ふぅ……まったく、なんて時になんて奴がきやがるもんだとため息を吐く煉弥。そんな煉屋の背中に利位が問いかける。
「キミは、凜殿とはどういう関係だい?」
「はぁ?」
不快さを前面に押し出した声と共に、煉弥が利位のほうへと振り向く。
「まあ、キミたちのやり取りから察するに、キミと凜殿は中々に、互いに憎からず思っているようだ。凜殿が現れたと同時に、キミは体を微妙に動かし、凜殿から死体が見えぬように気配りをしていたしねぇ?」
「……てめぇの知ったことかよ」
「はっはっはっ!! 確かに!! ボクの知ったことではないねぇ!! ゆえに、ボクがどのような手を使って凜殿を手籠めにしたとしても、キミの知ったことでもないというわけだ!!」
思いもよらぬ言葉であった。
「なにぃ?!」
「おや? なんだいその顔は? クククッ――どうやらキミは、よほど凜殿にいれこんでいるようだねぇ? うん、素晴らしい!! 実に素晴らしいことだ!! ボクはね――――人が大切にしているモノを奪うことが、世で一番の快楽だと思っているんだ!! 次いでの快楽は、美しいと評されるモノを、ボクの好きなようにめちゃくちゃに汚してやって捨ててしまうことなのさ!! 素晴らしいと思わないかい?! つまり、キミの前から凛殿を奪い去ってしまえば、ボクは一度に二つの快楽を得ることになるんだよ!!」
利位の嘲り笑う声に、煉弥はこの利位という男がどのような噂でもって江戸にその名を知られているかを思い出していた。江戸で人気になった町娘・看板娘達を、身請けしてやるとの甘い言葉でささやき落とし、散々に弄んだ後に捨て去って心を堕として嘲笑する。そんな、外道妖怪すらもかわいく見えるようなクズの噂を。
「この……野郎――――ッ!!」
激情にかられ、思わず腰の本差に手をかける。
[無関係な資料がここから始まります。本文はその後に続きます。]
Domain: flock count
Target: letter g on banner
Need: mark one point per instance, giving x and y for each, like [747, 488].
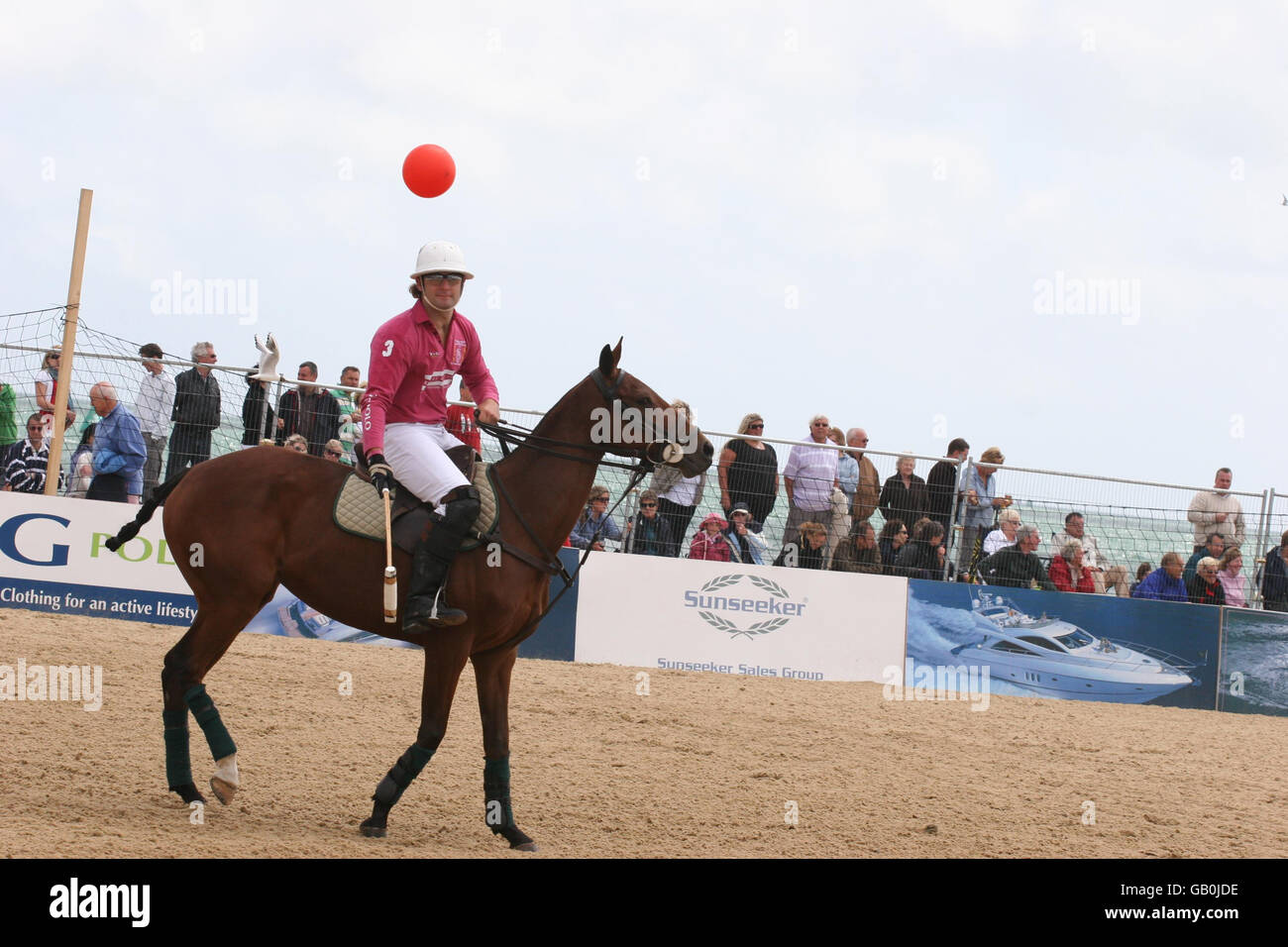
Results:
[9, 540]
だが、煉弥のその激情でさえ、利位にとっては興の一つにすぎぬと言わんばかりに、
「やめておいたほうが賢明だと思うがねぇ? キミは先ほど、タツ兄、という言葉を吐いていたが、それはひょっとすると、北条家の嫡男である北条蒼龍殿のことじゃないのかい?」
と、ニヤニヤしながら煉弥にいう。
「くっ……!!」
すんでの所で思いとどまり、本差にかけていた手を怒りで震わせながらゆっくりと放していく。この野郎……俺が手を出せないということを察し、いいようにおちょくっていやがる!!
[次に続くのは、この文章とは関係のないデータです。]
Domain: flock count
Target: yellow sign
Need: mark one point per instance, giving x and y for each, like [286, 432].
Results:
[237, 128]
「そうそう。それがいい。まぁ、たとえここでボクとキミがやりあったとしても、ボクが負けることなど万に一つもないけどねぇ――しかし、それだと凜殿が悲しむだろう?」
クズ野郎が。てめぇなんざ、目をつぶってでもぶっ殺せるぜ。それに、てめぇの腕前は凛の足元にも及ばねえんだよ……!!
ギリリと歯ぎしりする煉弥の姿に、クククッ、と満足気な笑みをもらす利位。そしてくるりと煉弥に背を向け、
「さて、よい座興を堪能できたゆえ、ボクはこの辺でお
そう言い残し、利位は憎悪の目を向ける煉弥を尻目に、あの腹立たしい忍び笑いをあげながら闇の中へと溶け込んでいった。
残された煉弥、思いっきり地面を足蹴にし砂をまき散らしながら、畜生がぁッ!! と咆哮する。
外道を逃がしてしまったという無念さと、凜を手籠めにしてやると煉弥の目の前で宣言したクソッタレ利位の言葉が煉弥の心をかき乱す。
――このままでは、ならぬ。
そうは思ってみても、今の煉弥には外道に関しても凛のことに関しても打つ手がない。
ざわつく心を落ち着かせようと、何度も何度も深呼吸を繰り返す。
――平静を保て。止水の如き心を取り戻せ。まずは己のやるべきことを……否、今の己にやれることをこなすのみ。
十数度目の深呼吸の後、煉弥はどうにか落ち着きを取り戻すことができた。それと同時に、仕置き人として、己が真っ先にやるべきことが思い浮かんでもきた。
懐から巾着袋を取り出し、その中から小さな鈴を取り出す。そしてそれをチリチリチリリン、と小気味よくならしてみせた。音が鳴りやむとまもなく、
にゃぁん――――。
というタマの子分の鳴き声が辺りに響く。
「タマとタツ兄に知らせてくれ。辻斬りの被害者が出たと。場所は――――」
かくかくしかじかとタマの子分に言い聞かせる。言い聞かせ終えるとタマの子分は心得たりといわんばかりに、にゃにゃんっ! と駆け出して行った。
「これでよし――」
そう呟き、辻斬りによって無惨な姿にされてしまった武芸者を見下ろし、軽く手を合わせて、心の中で呟く。
悪いな。手厚く葬ってやりたいところだが、まだ御上の検分が残ってるから、それができん。だがせめてもの慰みってわけでもねえが、アンタの無念、きっと俺が晴らしてやるからな。
束の間、武芸者の菩提をとむらい、煉弥は化け物長屋のほうへと、その足を向けるのであった…………。